# Project 3: Natural Language Processing of Subreddit Posts
------------------------------------------------------------

Project notebook organisation:
1. **Webscraping and Data Acquisition** (current notebook)
2. [Exploratory Data Analysis and Preprocessing]()
3. [Model Tuning and Insights]()

###  Contents:
  1. [Executive Summary](#Executive-Summary)
  2. [Background](#Background)
  3. [Problem Statement](#Problem-Statement)
  4. [Webscraping](#Webscraping)

## Executive Summary
Reddit is a social news, content, and discussions website. Posts are organised according to subject into user-created 'subreddits', which covers practically any topic imaginable. Members submit content (such as images, texts, and links) to subreddits. 

As a new investment company which has 2 main trading desks - one for traditional securities and another for cryptocurrency, reddit is a platform that piques our interest. The authentic daily discussions from the wide range of financial discussions, from financial news, to market data, and traditional securities in the Investing subreddit, to the blockchain technology and general sentiments for new coins in the CryptoCurrency subreddit, this raw conversations are what we intend to keep our eyes peeled on.

This project aims to automate the monitoring of reddit posts related to investing for new investing leads for both desks. Through this new leads and hot trends, I hope to filter this information to the specific trading desks. As such, I need a model to analyse and categorise the reddit posts for further review & investigation by either the securities or crypto trading desks. The prediction will be made with the best logistic regression model or Multinomial Naive Bayes Classifier, with Count Vectoriser or TF-IDF Vectoriser, as evaluated by F1 score, Sensitivity, Specificity and Accuracy. 

4 models were evaluated, namely Logistic Regression (Count Vectoriser), Logistic Regression (TF-IDF Vectoriser), Multinomial Naive Bayes Classifier (Count Vectoriser) and Multinomial Naive Bayes Classifier(TF-IDF Vectoriser). The entire dataset was split into a training dataset and a testing dataset. Logistic Regression (TF-IDF Vectoriser) is preferred as compared to the other 3 models. Two reasons for this: maximization of focus metric, and best overall balance in our 4 metrics. Our focus metric, specificity, performed best in a logistic regression. The highest specificity is desired in the models. In addition, the logistic regression scores over 90% on 3 out of 4 metrics, while specificity scores a hair below 90%, at 89.9%.

## Background
Reddit is a social news, content, and discussions website. Posts are organised according to subject into user-created 'subreddits', which covers practically any topic imaginable. Members submit content (such as images, texts, and links) to subreddits.
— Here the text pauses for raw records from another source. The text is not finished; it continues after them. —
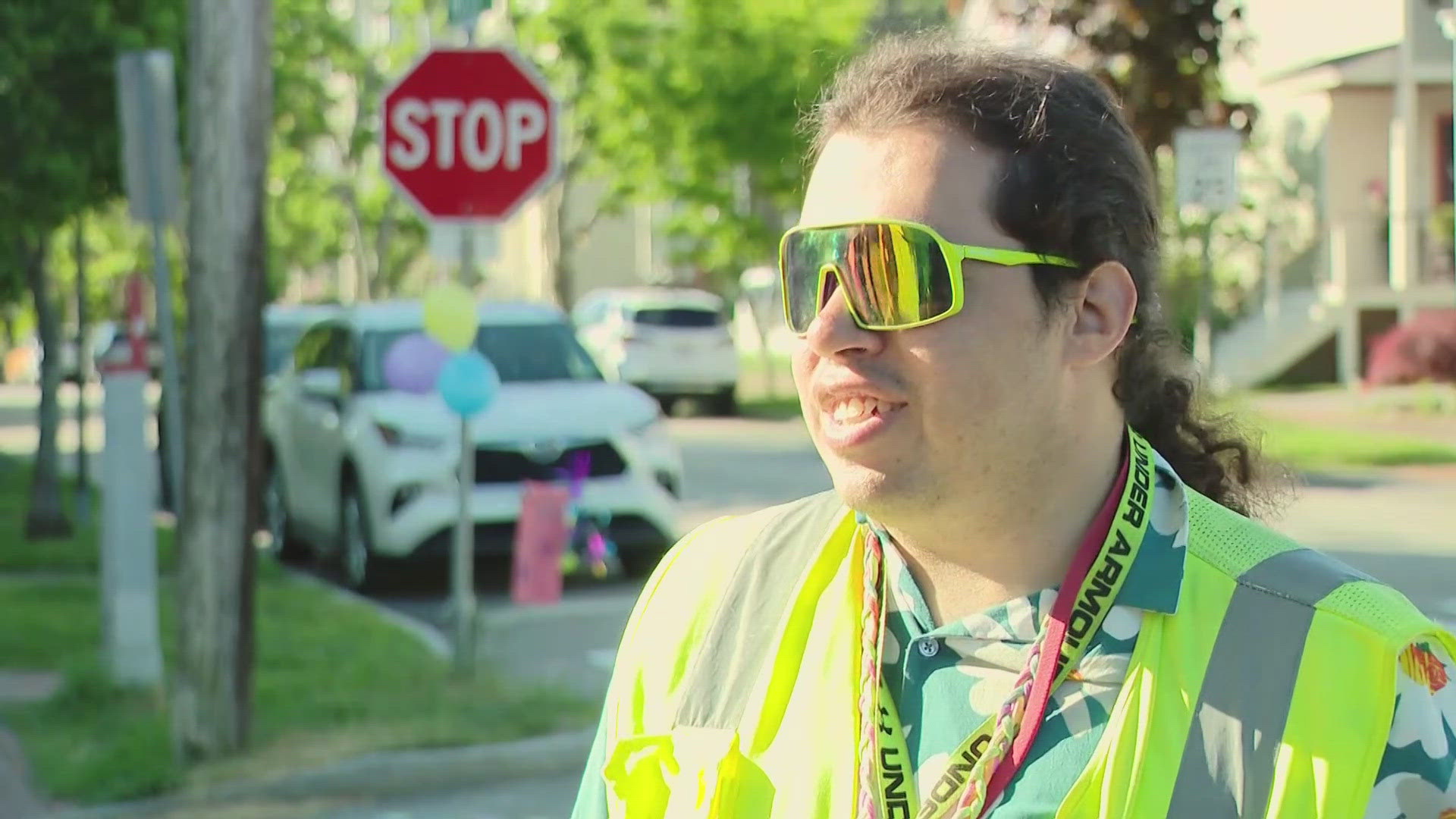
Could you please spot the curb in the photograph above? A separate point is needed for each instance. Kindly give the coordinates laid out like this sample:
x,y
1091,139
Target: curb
x,y
383,776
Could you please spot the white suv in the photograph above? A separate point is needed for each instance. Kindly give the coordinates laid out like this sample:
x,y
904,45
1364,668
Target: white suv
x,y
364,474
670,341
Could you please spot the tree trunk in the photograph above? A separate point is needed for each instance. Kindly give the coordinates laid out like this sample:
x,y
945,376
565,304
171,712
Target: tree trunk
x,y
47,515
229,115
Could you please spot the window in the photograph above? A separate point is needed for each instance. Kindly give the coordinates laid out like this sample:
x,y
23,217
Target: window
x,y
592,312
520,353
312,349
676,316
278,346
328,346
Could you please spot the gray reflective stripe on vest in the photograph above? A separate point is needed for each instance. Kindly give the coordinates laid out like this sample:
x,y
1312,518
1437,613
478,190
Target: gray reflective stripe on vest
x,y
1228,763
753,607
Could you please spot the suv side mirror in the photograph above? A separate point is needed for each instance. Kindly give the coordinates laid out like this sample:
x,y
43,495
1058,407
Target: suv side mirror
x,y
322,384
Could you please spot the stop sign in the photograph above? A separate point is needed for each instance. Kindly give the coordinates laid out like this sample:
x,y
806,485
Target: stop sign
x,y
469,134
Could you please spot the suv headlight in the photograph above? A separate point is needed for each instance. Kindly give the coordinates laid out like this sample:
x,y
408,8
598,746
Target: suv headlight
x,y
398,438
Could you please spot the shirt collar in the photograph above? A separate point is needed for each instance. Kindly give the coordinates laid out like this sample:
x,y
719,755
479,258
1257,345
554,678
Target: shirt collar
x,y
1153,580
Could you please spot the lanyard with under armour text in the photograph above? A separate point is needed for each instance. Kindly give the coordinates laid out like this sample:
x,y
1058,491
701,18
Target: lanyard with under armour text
x,y
1087,595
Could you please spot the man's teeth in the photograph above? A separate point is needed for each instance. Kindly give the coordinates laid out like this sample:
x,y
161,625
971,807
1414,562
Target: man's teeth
x,y
855,409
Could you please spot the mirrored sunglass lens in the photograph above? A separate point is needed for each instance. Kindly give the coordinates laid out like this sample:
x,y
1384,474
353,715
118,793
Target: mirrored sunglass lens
x,y
893,275
896,276
804,256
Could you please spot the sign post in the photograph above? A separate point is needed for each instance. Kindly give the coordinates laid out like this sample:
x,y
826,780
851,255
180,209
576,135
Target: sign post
x,y
1207,180
152,174
128,544
469,136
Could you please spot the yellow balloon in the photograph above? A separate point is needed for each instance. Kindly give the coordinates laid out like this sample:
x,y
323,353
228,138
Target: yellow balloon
x,y
450,316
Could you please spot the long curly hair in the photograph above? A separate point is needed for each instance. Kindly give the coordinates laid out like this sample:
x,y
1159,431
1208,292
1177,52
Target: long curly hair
x,y
1075,183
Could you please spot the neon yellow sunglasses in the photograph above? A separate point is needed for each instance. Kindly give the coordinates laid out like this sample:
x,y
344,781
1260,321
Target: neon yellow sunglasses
x,y
894,275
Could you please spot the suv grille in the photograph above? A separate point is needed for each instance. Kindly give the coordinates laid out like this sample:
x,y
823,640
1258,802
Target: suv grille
x,y
510,465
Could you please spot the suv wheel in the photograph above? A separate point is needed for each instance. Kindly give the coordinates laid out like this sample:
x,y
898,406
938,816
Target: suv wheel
x,y
357,557
281,541
726,401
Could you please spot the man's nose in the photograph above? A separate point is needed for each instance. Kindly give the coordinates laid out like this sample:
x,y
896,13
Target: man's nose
x,y
835,331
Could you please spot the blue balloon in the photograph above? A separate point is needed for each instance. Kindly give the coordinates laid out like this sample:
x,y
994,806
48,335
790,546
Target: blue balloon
x,y
468,382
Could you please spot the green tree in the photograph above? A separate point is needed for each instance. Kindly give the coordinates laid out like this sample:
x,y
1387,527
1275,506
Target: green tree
x,y
58,114
692,102
1163,58
329,196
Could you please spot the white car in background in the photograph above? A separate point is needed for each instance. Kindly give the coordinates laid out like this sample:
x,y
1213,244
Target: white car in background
x,y
669,341
284,325
366,474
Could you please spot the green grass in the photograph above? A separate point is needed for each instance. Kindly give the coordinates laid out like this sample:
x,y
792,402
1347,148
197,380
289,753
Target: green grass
x,y
77,553
1313,447
332,679
770,409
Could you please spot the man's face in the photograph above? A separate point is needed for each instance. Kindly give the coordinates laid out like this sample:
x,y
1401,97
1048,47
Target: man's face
x,y
910,419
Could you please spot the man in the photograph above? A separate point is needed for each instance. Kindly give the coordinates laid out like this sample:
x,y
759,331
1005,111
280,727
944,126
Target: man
x,y
1033,591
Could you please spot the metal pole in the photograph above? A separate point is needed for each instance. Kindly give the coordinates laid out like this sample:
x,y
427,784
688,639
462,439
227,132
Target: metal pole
x,y
462,558
462,553
1203,328
171,428
171,381
83,362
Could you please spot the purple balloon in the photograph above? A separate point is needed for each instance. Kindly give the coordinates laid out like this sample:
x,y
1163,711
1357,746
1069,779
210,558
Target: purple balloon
x,y
414,363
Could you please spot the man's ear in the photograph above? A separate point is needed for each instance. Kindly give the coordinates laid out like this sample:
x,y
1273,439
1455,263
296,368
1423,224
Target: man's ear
x,y
1104,303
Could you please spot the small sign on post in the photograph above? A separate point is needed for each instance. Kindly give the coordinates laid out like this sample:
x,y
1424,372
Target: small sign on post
x,y
1207,168
152,172
468,136
1207,178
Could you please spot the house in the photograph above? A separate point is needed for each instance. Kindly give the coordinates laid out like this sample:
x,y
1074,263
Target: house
x,y
1381,248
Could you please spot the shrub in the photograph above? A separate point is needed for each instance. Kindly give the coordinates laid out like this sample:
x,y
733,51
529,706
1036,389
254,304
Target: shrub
x,y
1420,350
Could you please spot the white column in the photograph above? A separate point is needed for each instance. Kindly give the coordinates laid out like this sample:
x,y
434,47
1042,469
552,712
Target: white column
x,y
1347,344
1404,184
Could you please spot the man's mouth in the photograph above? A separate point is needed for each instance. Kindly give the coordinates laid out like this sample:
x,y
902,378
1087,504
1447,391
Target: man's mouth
x,y
855,409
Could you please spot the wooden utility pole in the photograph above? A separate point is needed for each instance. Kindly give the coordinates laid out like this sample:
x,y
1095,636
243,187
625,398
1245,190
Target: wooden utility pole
x,y
229,123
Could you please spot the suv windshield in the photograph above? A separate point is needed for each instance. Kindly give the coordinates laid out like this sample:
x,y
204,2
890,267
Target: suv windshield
x,y
520,353
278,343
676,316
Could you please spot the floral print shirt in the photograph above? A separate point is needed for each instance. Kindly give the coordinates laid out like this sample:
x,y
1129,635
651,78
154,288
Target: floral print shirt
x,y
946,679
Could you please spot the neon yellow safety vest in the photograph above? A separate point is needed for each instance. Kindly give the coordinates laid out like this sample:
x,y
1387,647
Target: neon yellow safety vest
x,y
1267,694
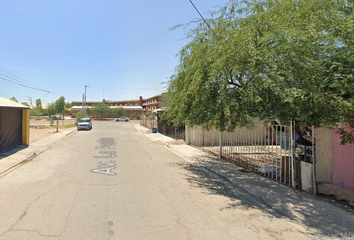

As a new investment company which has 2 main trading desks - one for traditional securities and another for cryptocurrency, reddit is a platform that piques our interest. The authentic daily discussions from the wide range of financial discussions, from financial news, to market data, and traditional securities in the Investing subreddit, to the blockchain technology and general sentiments for new coins in the CryptoCurrency subreddit, this raw conversations are what we intend to keep our eyes peeled on.

## Problem Statement
This project aims to automate the monitoring of reddit posts related to investing for new investing leads for both desks. Through this new leads and hot trends, I hope to filter this information to the specific trading desks. As such, I need a model to analyse and categorise the reddit posts for further review & investigation by either the securities or crypto trading desks. The prediction will be made with the best logistic regression model or Multinomial Naive Bayes Classifier, with Count Vectoriser or TF-IDF Vectoriser, as evaluated by F1 score, Sensitivity, Specificity and Accuracy.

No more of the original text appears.